Chapin Information Services




© 2003-2008 by Chapin Information Services, Inc.

MySpace, Another Hole In The MP3 Bucket


10/17/06 — Chapin Information Services (CIS) has again identified a music website with unresolved security problems.

MySpace now joins ClearChannel and Yahoo on a growing list of companies that operate vulnerable Internet servers.

All three of these services host music files that can be downloaded anonymously on the public Internet.

Yahoo Music, with a problem spotted 16 months ago, has an extensive archive of 128 kbps Windows Media files online. ClearChannelMusic was more recently identified as making available new and unreleased albums in 160 kbps MP3 files.

MySpace is a unique service because it allows users to upload their own music files. The servers have only 96 kbps MP3s, but are more likely to include unsigned bands and obscure selections.

MySpace does not charge a subscription fee for uploading or downloading music files.

About six weeks ago, a Wisconsin resident named Andrew Heinlein wanted to save an MP3 from the MySpace website. It was easy to do at the time, and he wrote a program called MySpace MP3 Gopher to demonstrate how it was done.

Since then, MySpace has been upgrading its music website, about once each week, in efforts to neutralize Andrew's program. Alas, they haven't done anything that would materially prevent a user from saving the MP3 data transmitted by their website. Andrew has ably released a new program each time MySpace changed their website.

His latest revision, v3.0.1, involves the Real Time Messaging Protocol (RTMP). MySpace Music now uses RTMP to deliver raw MP3 data. CIS has confirmed the program does not use passwords, encryption, or Digital Rights Management (DRM).

About his motivation, Andrew says, "I really have no use for the program at all. I still buy CDs from the artists I love, just as I did before there was an Internet, as should anyone if they really support the artist."

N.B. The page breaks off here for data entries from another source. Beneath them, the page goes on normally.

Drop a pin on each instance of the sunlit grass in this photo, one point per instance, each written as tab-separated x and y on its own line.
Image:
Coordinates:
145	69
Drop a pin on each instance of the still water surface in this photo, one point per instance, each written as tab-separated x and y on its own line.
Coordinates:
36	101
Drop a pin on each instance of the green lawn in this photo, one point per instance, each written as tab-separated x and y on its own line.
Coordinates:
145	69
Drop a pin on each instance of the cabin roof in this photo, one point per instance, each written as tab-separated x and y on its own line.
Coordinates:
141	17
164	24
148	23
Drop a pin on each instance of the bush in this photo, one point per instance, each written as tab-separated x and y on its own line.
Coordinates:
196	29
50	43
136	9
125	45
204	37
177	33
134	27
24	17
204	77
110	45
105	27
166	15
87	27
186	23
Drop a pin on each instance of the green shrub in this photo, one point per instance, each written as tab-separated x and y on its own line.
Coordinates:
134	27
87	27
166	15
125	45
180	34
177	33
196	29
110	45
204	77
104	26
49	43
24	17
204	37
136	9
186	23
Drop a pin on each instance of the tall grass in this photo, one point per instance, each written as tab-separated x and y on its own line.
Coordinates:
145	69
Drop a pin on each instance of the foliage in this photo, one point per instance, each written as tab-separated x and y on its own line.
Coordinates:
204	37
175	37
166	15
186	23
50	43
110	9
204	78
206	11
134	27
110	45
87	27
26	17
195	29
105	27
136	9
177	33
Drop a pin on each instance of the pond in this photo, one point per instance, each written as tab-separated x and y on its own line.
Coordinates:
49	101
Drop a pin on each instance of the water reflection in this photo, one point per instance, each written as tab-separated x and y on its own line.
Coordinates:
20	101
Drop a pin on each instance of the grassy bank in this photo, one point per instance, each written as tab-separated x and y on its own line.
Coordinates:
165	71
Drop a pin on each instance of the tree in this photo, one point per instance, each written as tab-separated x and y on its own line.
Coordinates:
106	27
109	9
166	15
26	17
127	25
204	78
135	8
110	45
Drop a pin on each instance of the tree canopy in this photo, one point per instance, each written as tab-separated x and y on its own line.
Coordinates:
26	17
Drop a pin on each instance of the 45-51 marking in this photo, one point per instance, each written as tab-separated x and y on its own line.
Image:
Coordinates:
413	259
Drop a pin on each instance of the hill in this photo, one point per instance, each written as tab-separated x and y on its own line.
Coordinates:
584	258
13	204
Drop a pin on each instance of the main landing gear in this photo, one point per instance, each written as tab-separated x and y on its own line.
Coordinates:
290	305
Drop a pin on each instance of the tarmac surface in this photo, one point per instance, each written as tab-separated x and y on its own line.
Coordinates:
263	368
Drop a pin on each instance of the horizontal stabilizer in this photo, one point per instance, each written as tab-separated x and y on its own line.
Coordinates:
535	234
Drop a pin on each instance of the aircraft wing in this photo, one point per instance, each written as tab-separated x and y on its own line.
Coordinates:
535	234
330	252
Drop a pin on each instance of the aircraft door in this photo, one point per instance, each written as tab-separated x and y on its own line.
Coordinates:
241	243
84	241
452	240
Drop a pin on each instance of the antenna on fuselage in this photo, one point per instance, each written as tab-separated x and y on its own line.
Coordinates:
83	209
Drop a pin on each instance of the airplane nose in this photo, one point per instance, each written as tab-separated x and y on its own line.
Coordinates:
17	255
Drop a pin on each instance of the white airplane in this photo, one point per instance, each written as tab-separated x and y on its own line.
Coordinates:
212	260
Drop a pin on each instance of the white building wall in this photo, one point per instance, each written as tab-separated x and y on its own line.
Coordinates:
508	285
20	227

"It's about … the MySpace people. Years ago I got an account. They totally killed my login after the last release. I never walk away from anyone who cancels my account with no warning.  Now it's a game."

It is a game on public servers, though, where music and blogs hang in the balance.

We asked, what does he get out of it? "I haven't received a cent. Reverse engineering has always been a love of mine. Most of the important work deals with HTTP security. I find little web exploits all the time, just browsing around."

Surely he has some interest in the new Aerosmith album, freely available from ClearChannel? On that, Andrew is, "Not a huge Aerosmith fan."

Andrew doesn't survive on the love of reverse engineering, of course. He received several employment offers relating to the MP3 Gopher release, and is pursuing those opportunities now.

On MySpace, Andrew is trying to rebuild.

MySpace has responded by deleting Andrew's new blog and profile pages when he tried to recreate them. There has been no other official response from MySpace, ClearChannel, or Yahoo.